In this poem, the word boitant is usually translated as limping; I've chosen to translate it as waddling. Why? If you look at videos, albatrosses don’t limp, they waddle. Further, the definition of boiter in 19th-century French dictionaries shows that the meaning of the word was wide enough then to encompass waddling. Why did Baudelaire use boitant rather than, say, se dandinant? Quite possibly because it goes better with the word infirme, meaning disabled (or, more coarsely, cripple). Or maybe, it was simply because se dandinant had too many syllables for the poem to scan properly.

Mist and Rain.

It’s not often that you can successfully translate a play on words, so I feel quite gratified to have managed to translate the play on words in the last line, d'endormir la douleur sur un lit hasardeux, as laying our cares to rest in an uncertain bed.

When I was translating this poem, I kept trying to assign three syllables to the phrase pale darkness, but my subconscious (or whatever part of my brain assists me in writing poetry) kept insisting on treating it as four syllables. Eventually, I gave in, and now I am willing to assign either one or two syllables to words like pale, fire, wield, depending on what makes the poem scan, or what I think sounds better.

Spleen

This is one of four poems by Baudelaire with this name.

Exotic Perfume

Baudelaire wrote several poems that reference synethesia, most notably the poem Correspondances.

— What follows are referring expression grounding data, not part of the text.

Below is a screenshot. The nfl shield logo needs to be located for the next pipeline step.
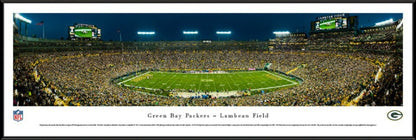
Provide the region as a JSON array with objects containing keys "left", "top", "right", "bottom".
[{"left": 13, "top": 110, "right": 23, "bottom": 122}]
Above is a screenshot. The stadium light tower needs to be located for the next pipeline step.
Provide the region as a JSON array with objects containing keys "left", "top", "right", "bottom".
[
  {"left": 273, "top": 31, "right": 290, "bottom": 36},
  {"left": 273, "top": 31, "right": 292, "bottom": 64},
  {"left": 137, "top": 31, "right": 156, "bottom": 41},
  {"left": 273, "top": 31, "right": 291, "bottom": 47},
  {"left": 216, "top": 31, "right": 232, "bottom": 41},
  {"left": 183, "top": 30, "right": 198, "bottom": 41},
  {"left": 183, "top": 31, "right": 198, "bottom": 34},
  {"left": 14, "top": 13, "right": 32, "bottom": 37},
  {"left": 136, "top": 31, "right": 155, "bottom": 75},
  {"left": 137, "top": 31, "right": 156, "bottom": 35}
]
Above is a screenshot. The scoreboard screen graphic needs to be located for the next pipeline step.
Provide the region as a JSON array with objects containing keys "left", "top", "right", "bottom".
[
  {"left": 315, "top": 17, "right": 347, "bottom": 30},
  {"left": 74, "top": 27, "right": 93, "bottom": 38},
  {"left": 69, "top": 24, "right": 101, "bottom": 40}
]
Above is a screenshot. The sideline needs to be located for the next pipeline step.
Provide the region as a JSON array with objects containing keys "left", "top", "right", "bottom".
[
  {"left": 117, "top": 71, "right": 150, "bottom": 85},
  {"left": 263, "top": 71, "right": 298, "bottom": 85}
]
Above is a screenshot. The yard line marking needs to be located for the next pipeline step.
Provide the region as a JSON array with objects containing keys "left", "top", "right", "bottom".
[
  {"left": 246, "top": 71, "right": 296, "bottom": 91},
  {"left": 225, "top": 73, "right": 235, "bottom": 91},
  {"left": 198, "top": 74, "right": 202, "bottom": 91},
  {"left": 257, "top": 73, "right": 280, "bottom": 89},
  {"left": 164, "top": 72, "right": 181, "bottom": 90},
  {"left": 263, "top": 71, "right": 298, "bottom": 85},
  {"left": 216, "top": 74, "right": 224, "bottom": 92},
  {"left": 245, "top": 72, "right": 264, "bottom": 90},
  {"left": 147, "top": 72, "right": 167, "bottom": 89},
  {"left": 212, "top": 73, "right": 217, "bottom": 91},
  {"left": 122, "top": 84, "right": 157, "bottom": 90},
  {"left": 247, "top": 72, "right": 293, "bottom": 91}
]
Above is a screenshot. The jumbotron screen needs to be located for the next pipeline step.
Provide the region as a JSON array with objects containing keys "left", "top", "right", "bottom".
[
  {"left": 74, "top": 27, "right": 93, "bottom": 38},
  {"left": 315, "top": 17, "right": 347, "bottom": 30},
  {"left": 69, "top": 24, "right": 101, "bottom": 40}
]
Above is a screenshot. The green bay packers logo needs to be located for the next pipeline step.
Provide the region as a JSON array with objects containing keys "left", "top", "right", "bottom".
[{"left": 387, "top": 110, "right": 403, "bottom": 121}]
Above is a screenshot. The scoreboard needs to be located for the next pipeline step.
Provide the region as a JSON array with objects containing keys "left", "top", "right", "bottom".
[
  {"left": 69, "top": 24, "right": 101, "bottom": 40},
  {"left": 311, "top": 14, "right": 358, "bottom": 32},
  {"left": 315, "top": 18, "right": 347, "bottom": 30}
]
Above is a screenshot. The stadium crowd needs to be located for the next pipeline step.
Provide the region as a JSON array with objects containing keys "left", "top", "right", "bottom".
[
  {"left": 357, "top": 54, "right": 403, "bottom": 106},
  {"left": 13, "top": 45, "right": 401, "bottom": 106},
  {"left": 308, "top": 31, "right": 355, "bottom": 49}
]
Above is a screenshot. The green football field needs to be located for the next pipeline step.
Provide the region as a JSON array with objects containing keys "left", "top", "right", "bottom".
[
  {"left": 118, "top": 71, "right": 299, "bottom": 92},
  {"left": 74, "top": 27, "right": 93, "bottom": 38},
  {"left": 319, "top": 19, "right": 336, "bottom": 30}
]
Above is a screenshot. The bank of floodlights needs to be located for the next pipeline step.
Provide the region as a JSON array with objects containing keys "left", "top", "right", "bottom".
[
  {"left": 375, "top": 18, "right": 394, "bottom": 27},
  {"left": 273, "top": 31, "right": 290, "bottom": 35},
  {"left": 183, "top": 31, "right": 199, "bottom": 35},
  {"left": 216, "top": 31, "right": 232, "bottom": 35},
  {"left": 14, "top": 13, "right": 32, "bottom": 24},
  {"left": 137, "top": 31, "right": 155, "bottom": 35}
]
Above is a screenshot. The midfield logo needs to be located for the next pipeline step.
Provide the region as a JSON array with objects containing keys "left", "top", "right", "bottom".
[{"left": 13, "top": 110, "right": 23, "bottom": 122}]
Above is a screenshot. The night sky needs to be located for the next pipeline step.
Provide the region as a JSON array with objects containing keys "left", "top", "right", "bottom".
[{"left": 19, "top": 13, "right": 402, "bottom": 41}]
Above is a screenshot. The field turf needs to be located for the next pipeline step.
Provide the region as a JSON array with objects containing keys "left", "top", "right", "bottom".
[{"left": 119, "top": 71, "right": 299, "bottom": 92}]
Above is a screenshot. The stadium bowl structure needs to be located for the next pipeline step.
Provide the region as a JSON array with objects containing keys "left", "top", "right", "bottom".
[{"left": 26, "top": 50, "right": 382, "bottom": 106}]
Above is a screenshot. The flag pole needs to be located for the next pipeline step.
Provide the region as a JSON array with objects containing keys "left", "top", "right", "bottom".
[{"left": 120, "top": 32, "right": 122, "bottom": 41}]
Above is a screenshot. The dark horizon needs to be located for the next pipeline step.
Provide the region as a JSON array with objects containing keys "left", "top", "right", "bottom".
[{"left": 17, "top": 13, "right": 402, "bottom": 41}]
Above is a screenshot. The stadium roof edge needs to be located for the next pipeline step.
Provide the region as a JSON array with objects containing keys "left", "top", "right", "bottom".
[{"left": 361, "top": 18, "right": 402, "bottom": 29}]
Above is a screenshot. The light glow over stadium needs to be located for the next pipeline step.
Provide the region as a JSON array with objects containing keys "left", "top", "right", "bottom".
[
  {"left": 375, "top": 18, "right": 394, "bottom": 26},
  {"left": 137, "top": 31, "right": 155, "bottom": 35},
  {"left": 14, "top": 13, "right": 32, "bottom": 24},
  {"left": 273, "top": 31, "right": 291, "bottom": 35},
  {"left": 183, "top": 31, "right": 199, "bottom": 34},
  {"left": 216, "top": 31, "right": 232, "bottom": 35}
]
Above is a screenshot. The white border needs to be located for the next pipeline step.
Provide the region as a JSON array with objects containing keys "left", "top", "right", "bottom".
[{"left": 3, "top": 3, "right": 413, "bottom": 137}]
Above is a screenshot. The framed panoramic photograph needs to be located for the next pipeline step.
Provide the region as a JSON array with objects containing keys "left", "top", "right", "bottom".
[{"left": 2, "top": 1, "right": 414, "bottom": 139}]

Synesthesia is a condition where an input to one of the five senses has an effect on another of the senses. For example, one of the most common forms of it is assigning colors to letters: so A might be perceived as red and B as blue.

We know from his writings that Baudelaire experienced synesthesia when he was on drugs. Opinions differ as to whether he also experienced it in his daily life. However, even if he also had it in everyday life, the drug-induced episodes were much more intense.

This poem seems to reference synesthesia, both in the opening stanza where the scent of his mistress's bare skin transports the poet to a tropical island, and in the last stanza, where the scent of green tamarind commingles in his soul with the sailors' songs.

A Fantastic Engraving

I turned this poem from seven heroic couplets into a sonnet.

Baudelaire seems to be making fun of some aspects of paintings of Death in this poem (although it seems to me to suddenly become more serious in the last line).

From Baudelaire’s original title for this poem, Une gravure de Mortimer, we know that it was inspired, at least in part, by John Hamilton Mortimer’s “Death on a Pale Horse”, although there is clearly more happening in this poem than could fit into a single drawing. In Mortimer's picture, there is a tiny tendril of water vapor coming out of each of the horse's nostrils, presumably to show that the horse has been running hard (looking at 19th century pictures, very few of them seem to use this convention). Baudelaire exaggerates this to “drooling from its nostrils like an epileptic.”

Hymn to Beauty

In the last stanza, the appositive might confuse people — at least, it confused me when I first read the poem. I've translated it as proud fairy, fire, color, rhythm, perfume, my one and only queen. I take this line as meaning that these epithets all describe Beauty, i.e., that fire, color, rhythm, perfume are all aspects of Beauty. (In the original, it was rythme, parfum, lueur, but I don’t believe there are any English words that are adequate translations for lueur here, and I needed some extra syllables, so I replaced lueur with fire and color.)